- Classification: Division I/II
- Teams: 6
- Site: Rec Hall University Park, PA
- Champions: Princeton (3rd title)

= 2022 Eastern Intercollegiate Volleyball Association tournament =

Volleyball Tournament

The 2022 Eastern Intercollegiate Volleyball Association Tournament was a men's volleyball tournament for the Eastern Intercollegiate Volleyball Association during the 2022 NCAA Division I & II men's volleyball season. It was held April 20 through April 23, 2022 at the #1 seed's court. The winner received the EIVA's automatic bid to the 2022 NCAA Volleyball Tournament.

==Seeds==
The EIVA continued to use its 2021 format in 2022. However, only the top six schools participated in the tournament. Seeds 1 and 2 received byes to the semifinals, while Seed 3 played Seed 6 and Seed 4 played Seed 5 in the conference tournament opening round. All matches were held at Rec Hall in University Park, Pennsylvania, home court of top seed Penn State.

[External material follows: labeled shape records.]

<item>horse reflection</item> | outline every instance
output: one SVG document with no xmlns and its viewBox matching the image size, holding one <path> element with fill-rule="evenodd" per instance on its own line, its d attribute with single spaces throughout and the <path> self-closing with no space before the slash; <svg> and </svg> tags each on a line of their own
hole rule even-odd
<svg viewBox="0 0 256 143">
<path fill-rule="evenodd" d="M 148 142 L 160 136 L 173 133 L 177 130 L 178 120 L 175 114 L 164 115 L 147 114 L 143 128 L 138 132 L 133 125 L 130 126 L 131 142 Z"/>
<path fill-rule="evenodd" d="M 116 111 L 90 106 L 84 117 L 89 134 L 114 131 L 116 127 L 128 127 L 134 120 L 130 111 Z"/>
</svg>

Seedings and placement were determined by win percentage should teams not have played every match. Tiebreaker procedures were as follows:
- Head-to-head match record
- Head-to-head sets won against each other
- Head-to-head points amongst the tied teams
- Sets winning percentage within the conference
- Points against teams within the conference
- Coin toss by the EIVA Commissioner

| Seed | School | Conference | Tiebreaker |
|---|---|---|---|
| 1 | Penn State | 16–0 | – |
| 2 | Harvard | 10–6 | 1–1 vs. NJIT, 2–0 vs. Princeton (3–1) |
| 3 | NJIT | 10–6 | 1–1 vs. Harvard, 1–1 vs. Princeton (2–2) |
| 4 | Princeton | 10–6 | 0–2 vs. Harvard, 1–1 vs. NJIT (1–3) |
| 5 | St. Francis (PA) | 8–8 | – |
| 6 | George Mason | 7–9 | – |
| 7 | Charleston (WV) | 5–11 | DID NOT QUALIFY |
| 8 | St. Francis Brooklyn | 4–12 | DID NOT QUALIFY |
| 9 | Sacred Heart | 2–14 | DID NOT QUALIFY |

==Schedule and results==

Time Network: Matchup; Score; Attendance; Broadcasters; Report
Quarterfinals – Wednesday, April 20
4:30 p.m. B1G+: No. 3 NJIT vs. No. 6 George Mason; 3–1 (34–32, 25–20, 21–25, 25–21); 323; Adam Sheetz & Logan Bourandus; Recap
7 p.m. B1G+: No. 4 Princeton vs. No. 5 St. Francis (PA); 3–0 (25–21, 25–21, 25–23); Recap
Semifinals – Thursday, April 21
4:30 p.m. B1G+: No. 2 Harvard vs. No. 3 NJIT; 1–3 (25–17, 21–25, 18–25, 22–25); 722; Matt Scalzo & Alex Rocco; Recap
7 p.m. B1G+: No. 1 Penn State vs. No. 4 Princeton; 2–3 (16–25, 26–28, 25–23, 25–17, 12–15); Recap
Championship – Saturday, April 23
7:00 p.m. B1G+: No. 3 NJIT vs. No. 4 Princeton; 1–3 (25–23, 25–27, 25–27, 18–25); 420; Jacob Cheris & Logan Bourandus
Game times are Eastern Time. Rankings denote tournament seeding.